Electronic sounds of dystopia in tracks like “Default” and “Unless” begin isolated, catching our attention. Gradually each new layer meshes with the last, building upon one another until they reach a brief congregation of harmonious sound before gliding back down into isolation.
However, the sounds that emerge from this album seem to limit the talent that is in the group. To hear that the RHCP bassist is a good bass player is like being slapped in the face by the hand of understatements yet his presence on the album is lacking. Why not work his talent into the record? How amazing would it be if in “Stuck Together Pieces”, where the bass is perhaps most prominent on the album, Flea churned up the track with an anarchistic bass line? To have a resource such as this available and not to use it is like a prospector knowing exactly where to dig for gold but bypassing the riches. However, music isn’t necessarily about showcasing talent. The creation of a record needs to be about the product as a whole and not concerned with the individual parts.
AMOK as a whole works, even if it sounds like Thom sat down with his laptop and played around. It is a seamless collaboration of multiple talents that hacks into the pleasure centers of the brain and offers a fair amount of reward.
Wondrous Bughouse – Youth Lagoon
Returning for what is going to be his sophomore year, Trevor Powers aka Youth Lagoon wants to take us on a journey into the mind and beyond. His second album Wondrous Bughouse is a bold turn from his 2011 debut Year of Hibernation. Powers’ introduction to the world was full of reminiscent solitude whereas the latest to come from the seemingly introverted artist is expanded contemplation.
At first impression it sounds as if Powers accidently fell into a large vat of LSD and had to drink his way out. Beginning in the quiet apprehensiveness of “Through the Mind and Back” we are transported through exactly that. Resonating tones drop like sporadic rain against robotic communications, rippling the muffled sound. It is a world full of mystery until we discover what lies beyond, moving into “Mute”.
Immediately Wondrous Bughouse defines itself apart from its predecessor. It is a magnificent splash into the big sound that was absent from Year of Hibernation, bringing in very present drums and guitar. With arrangements that could be described as progressively psychedelic it is an album that would have no trouble fitting into the mind altering sounds of the late 60’s and early 70’s. That does not mean there aren’t remnants of Youth Lagoon’s first album.
“Pelican Man” offers the catchiness of a pop hit while still staying true to the album and could team up well with psych rock band MGMT. A familiar piano can be heard in “Raspberry Cane” with a hopeful sentiment telling us to “pour the ashes into the cup, mix with wine—here’s to death drink up”. This morbid request paints part of the picture of what Powers is trying to deal with on this album.

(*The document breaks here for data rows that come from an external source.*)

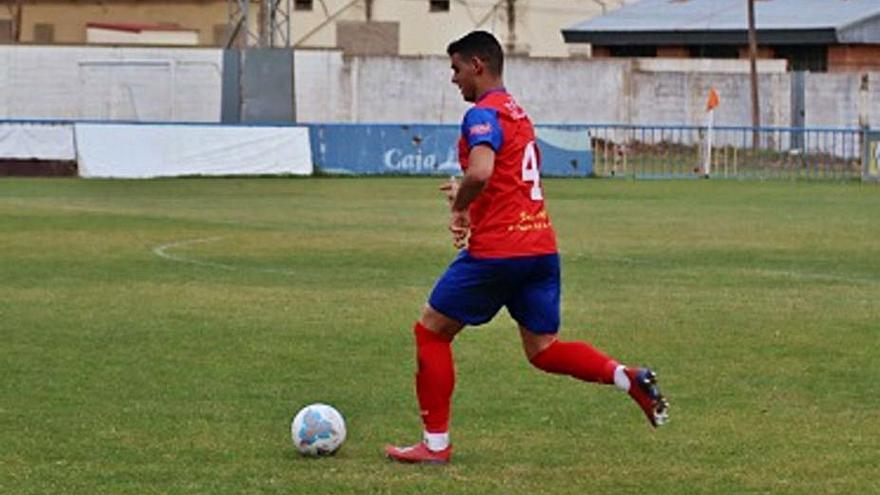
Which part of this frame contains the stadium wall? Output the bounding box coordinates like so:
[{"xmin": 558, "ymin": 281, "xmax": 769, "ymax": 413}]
[
  {"xmin": 804, "ymin": 72, "xmax": 880, "ymax": 129},
  {"xmin": 629, "ymin": 71, "xmax": 791, "ymax": 128},
  {"xmin": 0, "ymin": 45, "xmax": 222, "ymax": 122},
  {"xmin": 292, "ymin": 53, "xmax": 877, "ymax": 129},
  {"xmin": 0, "ymin": 46, "xmax": 878, "ymax": 129}
]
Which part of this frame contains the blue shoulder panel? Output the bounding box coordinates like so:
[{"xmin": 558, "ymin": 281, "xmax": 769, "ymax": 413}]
[{"xmin": 460, "ymin": 107, "xmax": 503, "ymax": 152}]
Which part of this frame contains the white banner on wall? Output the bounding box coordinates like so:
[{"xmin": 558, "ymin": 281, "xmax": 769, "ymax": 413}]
[
  {"xmin": 74, "ymin": 123, "xmax": 313, "ymax": 178},
  {"xmin": 0, "ymin": 122, "xmax": 76, "ymax": 160}
]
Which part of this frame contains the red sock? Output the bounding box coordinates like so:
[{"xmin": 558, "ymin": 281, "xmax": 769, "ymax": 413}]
[
  {"xmin": 529, "ymin": 339, "xmax": 618, "ymax": 384},
  {"xmin": 414, "ymin": 322, "xmax": 455, "ymax": 433}
]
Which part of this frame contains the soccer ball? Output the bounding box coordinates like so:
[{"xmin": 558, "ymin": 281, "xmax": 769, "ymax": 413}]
[{"xmin": 290, "ymin": 403, "xmax": 346, "ymax": 456}]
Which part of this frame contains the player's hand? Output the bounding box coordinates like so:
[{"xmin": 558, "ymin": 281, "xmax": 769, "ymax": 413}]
[
  {"xmin": 439, "ymin": 176, "xmax": 459, "ymax": 205},
  {"xmin": 449, "ymin": 209, "xmax": 470, "ymax": 249}
]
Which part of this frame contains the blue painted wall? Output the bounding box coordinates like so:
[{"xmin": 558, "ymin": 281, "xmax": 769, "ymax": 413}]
[{"xmin": 307, "ymin": 124, "xmax": 593, "ymax": 176}]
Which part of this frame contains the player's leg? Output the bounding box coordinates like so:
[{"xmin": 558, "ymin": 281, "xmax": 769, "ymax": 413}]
[
  {"xmin": 385, "ymin": 305, "xmax": 461, "ymax": 464},
  {"xmin": 521, "ymin": 324, "xmax": 669, "ymax": 427},
  {"xmin": 509, "ymin": 254, "xmax": 669, "ymax": 427},
  {"xmin": 519, "ymin": 325, "xmax": 619, "ymax": 385},
  {"xmin": 507, "ymin": 254, "xmax": 618, "ymax": 384},
  {"xmin": 386, "ymin": 252, "xmax": 508, "ymax": 464}
]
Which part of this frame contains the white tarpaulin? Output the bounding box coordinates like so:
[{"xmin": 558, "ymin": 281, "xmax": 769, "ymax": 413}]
[
  {"xmin": 0, "ymin": 122, "xmax": 76, "ymax": 160},
  {"xmin": 75, "ymin": 123, "xmax": 313, "ymax": 178}
]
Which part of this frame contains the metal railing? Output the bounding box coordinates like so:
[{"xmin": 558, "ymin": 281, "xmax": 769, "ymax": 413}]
[{"xmin": 588, "ymin": 124, "xmax": 865, "ymax": 180}]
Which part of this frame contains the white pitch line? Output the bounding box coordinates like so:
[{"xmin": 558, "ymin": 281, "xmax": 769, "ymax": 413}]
[
  {"xmin": 151, "ymin": 236, "xmax": 237, "ymax": 271},
  {"xmin": 151, "ymin": 236, "xmax": 298, "ymax": 276}
]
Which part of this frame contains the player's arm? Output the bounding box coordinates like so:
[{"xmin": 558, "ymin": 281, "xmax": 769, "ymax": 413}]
[
  {"xmin": 447, "ymin": 107, "xmax": 501, "ymax": 249},
  {"xmin": 448, "ymin": 145, "xmax": 494, "ymax": 249},
  {"xmin": 451, "ymin": 107, "xmax": 502, "ymax": 212},
  {"xmin": 451, "ymin": 144, "xmax": 494, "ymax": 212}
]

That is the knowledge of the inevitable move into death and our true ignorance or denial of it, as portrayed in the repetitiveness of “Dropla’s” chorus emphasizing, “You will never die”.

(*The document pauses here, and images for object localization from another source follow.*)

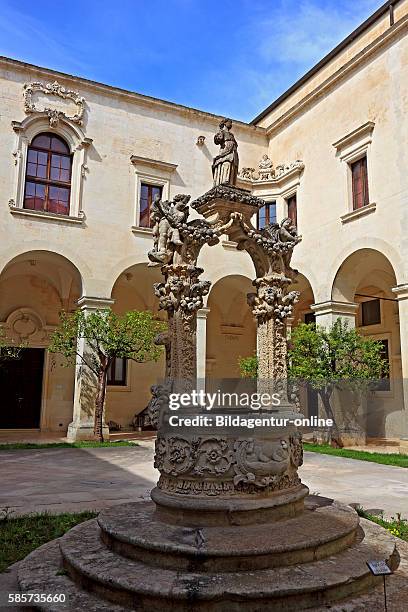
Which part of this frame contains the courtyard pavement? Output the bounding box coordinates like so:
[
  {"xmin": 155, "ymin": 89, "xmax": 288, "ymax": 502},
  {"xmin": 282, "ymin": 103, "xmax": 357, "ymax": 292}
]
[{"xmin": 0, "ymin": 442, "xmax": 407, "ymax": 518}]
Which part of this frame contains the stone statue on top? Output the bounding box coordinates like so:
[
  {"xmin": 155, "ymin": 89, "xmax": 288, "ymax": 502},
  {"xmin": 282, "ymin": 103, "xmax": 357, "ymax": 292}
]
[{"xmin": 212, "ymin": 118, "xmax": 239, "ymax": 186}]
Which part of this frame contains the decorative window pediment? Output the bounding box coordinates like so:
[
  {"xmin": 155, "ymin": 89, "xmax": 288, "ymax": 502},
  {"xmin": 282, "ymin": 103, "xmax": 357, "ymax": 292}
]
[
  {"xmin": 332, "ymin": 121, "xmax": 375, "ymax": 161},
  {"xmin": 23, "ymin": 81, "xmax": 85, "ymax": 127}
]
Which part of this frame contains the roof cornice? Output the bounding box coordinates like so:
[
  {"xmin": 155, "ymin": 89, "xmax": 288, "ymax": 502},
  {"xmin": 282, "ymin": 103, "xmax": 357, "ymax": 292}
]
[{"xmin": 0, "ymin": 55, "xmax": 265, "ymax": 135}]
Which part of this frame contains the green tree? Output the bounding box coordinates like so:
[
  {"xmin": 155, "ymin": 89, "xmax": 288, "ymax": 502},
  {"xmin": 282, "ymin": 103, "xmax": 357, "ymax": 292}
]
[
  {"xmin": 238, "ymin": 354, "xmax": 258, "ymax": 378},
  {"xmin": 288, "ymin": 319, "xmax": 388, "ymax": 445},
  {"xmin": 239, "ymin": 319, "xmax": 388, "ymax": 446},
  {"xmin": 49, "ymin": 309, "xmax": 165, "ymax": 441}
]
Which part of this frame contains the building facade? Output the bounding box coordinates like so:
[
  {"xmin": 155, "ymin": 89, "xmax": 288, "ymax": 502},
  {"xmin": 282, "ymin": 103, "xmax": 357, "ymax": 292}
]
[{"xmin": 0, "ymin": 0, "xmax": 407, "ymax": 441}]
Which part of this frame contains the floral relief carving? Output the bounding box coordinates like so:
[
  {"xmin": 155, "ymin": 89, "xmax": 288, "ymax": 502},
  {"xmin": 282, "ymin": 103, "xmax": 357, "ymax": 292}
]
[
  {"xmin": 290, "ymin": 432, "xmax": 304, "ymax": 468},
  {"xmin": 154, "ymin": 433, "xmax": 301, "ymax": 495},
  {"xmin": 23, "ymin": 81, "xmax": 85, "ymax": 127},
  {"xmin": 193, "ymin": 438, "xmax": 233, "ymax": 475}
]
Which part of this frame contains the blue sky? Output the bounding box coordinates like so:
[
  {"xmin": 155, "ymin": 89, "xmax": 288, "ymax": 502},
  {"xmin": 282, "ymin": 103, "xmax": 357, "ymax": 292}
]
[{"xmin": 0, "ymin": 0, "xmax": 385, "ymax": 122}]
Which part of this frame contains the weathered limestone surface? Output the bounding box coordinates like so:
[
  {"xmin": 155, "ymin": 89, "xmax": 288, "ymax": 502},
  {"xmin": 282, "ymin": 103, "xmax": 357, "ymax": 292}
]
[{"xmin": 16, "ymin": 497, "xmax": 407, "ymax": 611}]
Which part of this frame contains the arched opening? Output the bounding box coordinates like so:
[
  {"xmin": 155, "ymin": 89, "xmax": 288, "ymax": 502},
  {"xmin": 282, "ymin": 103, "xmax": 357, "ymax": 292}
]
[
  {"xmin": 206, "ymin": 275, "xmax": 256, "ymax": 379},
  {"xmin": 0, "ymin": 250, "xmax": 82, "ymax": 431},
  {"xmin": 331, "ymin": 248, "xmax": 402, "ymax": 440},
  {"xmin": 108, "ymin": 263, "xmax": 166, "ymax": 429},
  {"xmin": 291, "ymin": 273, "xmax": 315, "ymax": 326}
]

With Trevor Powers’ investigation of our grasp on death, his second study of it seems ironic. He contemplates a subject that is obviously quite serious, but he does this in a very lighthearted way. If he is trying to emphasize our own nonchalant attitude on the subject he does a very good job. Yet, even with such a heavy message we can’t help but be transported into the cosmos on a neon purple butterfly as we dance to the serenades of the man on the moon that is Youth Lagoon. Wondrous Bughouse is a journey that assuredly should be taken.